Just wondering if this recipe would work. Not looking to do deer or anything big... just little stuff to experiment with...squirrel, rabbit, muskrat, maybe coyote. I know a few of you have given me recipes but I am trying to find something that is the simplest for now and cheapest being a full time college student...The link gives the step by step and recipe, I would be interested in the first recipe I think. I cannot find aluminum sulphate though, only magnesium sulphate in stores... would that work? It also sounds as if he doesn't scrape it until after it has soaked for 48 hours?

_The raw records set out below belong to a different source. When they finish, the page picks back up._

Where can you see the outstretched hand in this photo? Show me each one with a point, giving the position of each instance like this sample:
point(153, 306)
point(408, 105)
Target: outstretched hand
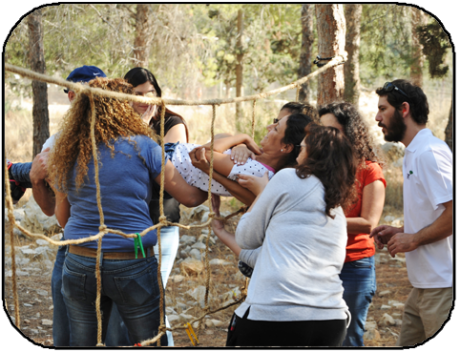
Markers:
point(253, 147)
point(255, 184)
point(241, 154)
point(149, 113)
point(39, 169)
point(216, 225)
point(198, 157)
point(383, 235)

http://www.motherearthnews.com/Modern-Homesteading/1983-01-01/How-To-Tan-Rabbit-Hides.aspx?page=2

Thanks


----------



## Doug Bridges (Oct 10, 2010)

Those are pickles not tans. Why not spend 20 bucks and get the right stuff.

From my DROID dammit!


----------



## Mitchell Ulrich (Sep 10, 2007)

Doug Bridges said:


> Those are pickles not tans. Why not spend 20 bucks and get the right stuff.
> 
> From my DROID dammit!


Because we're not telling him what he wants to hear.

SURE!! #1 sounds AWESOME..let us know how that works out!


----------